CBO cost estimates ingester
Header
Use the pencil to edit title, status, priority, and owner. Changing status auto-prepends a changelog entry.
Why
Cost estimates and budgetary analyses from the Congressional Budget
Office, the legislative branch's nonpartisan budget shop. Every bill
ordered reported by a House or Senate committee gets a CBO score (when
feasible) — 5- and 10-year budget impact. CBO also publishes broader
analyses: federal budget outlook, agency-program reviews, working papers.
For Josh, CBO is critical for the vote-impact and budget-summary
workflows: "what's the 10-year cost of the SPEED Act," "what's CBO's
score on H.R. 4920," "what's the budget outlook for FY2027." The
bill ↔ CBO linkage already has a schema target (bill_cbo_estimates inbills.html); this ingester populates the source table CBO publications
point at.
User stories
As a policy analyst using my own AI agent, I want to ask the agent for the latest CBO score on a bill, with the budget-window summary so that I can quote the official cost without scraping cbo.gov.

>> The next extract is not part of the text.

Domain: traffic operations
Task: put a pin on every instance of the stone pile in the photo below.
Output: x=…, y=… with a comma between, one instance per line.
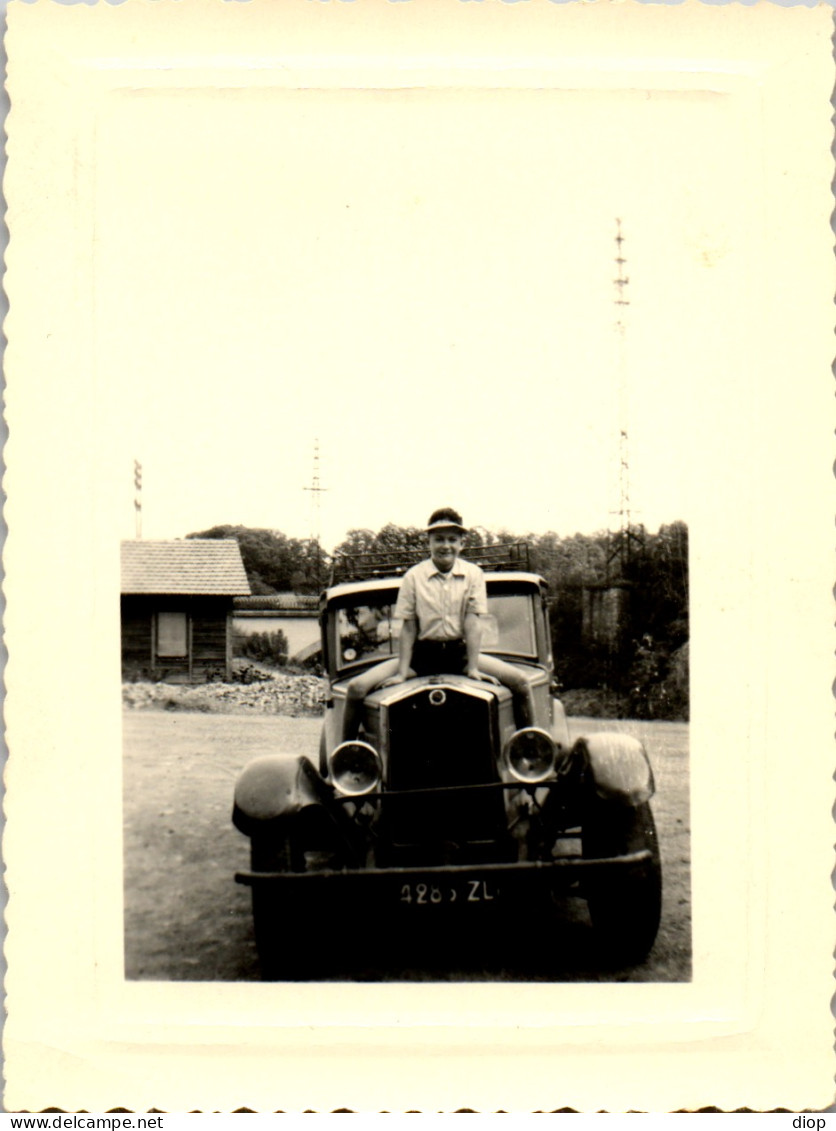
x=279, y=693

As an OSS self-hoster, I want to run `josh ingest cbo-cost-estimates` on a fresh substrate so that I can populate CBO publications from public RSS + asset URLs on my own instance.
As an analyst running impact summaries, I want per-bill CBO estimates joined to bills and CRS reports so that my agent can answer "what's the cost AND who supports it" in one substrate.
Acceptance criteria (EARS)
- When `josh ingest cbo-cost-estimates --since 2026-01-01` is run on the deployed substrate, the system shall populate `cbo_publications` rows whose six citation columns are all non-null.
- When a CBO publication PDF is fetched, the system shall write the raw payload under `/data/corpus/cbo-cost-estimates/bodies/raw/` and a normalized Markdown body under `/data/corpus/cbo-cost-estimates/bodies/markdown/`.
- While the ingester is running, if a single PDF or product page fails to parse, then the system shall log the failure to `ingestion_logs` (with the offending `publication_id`) and continue with the next record.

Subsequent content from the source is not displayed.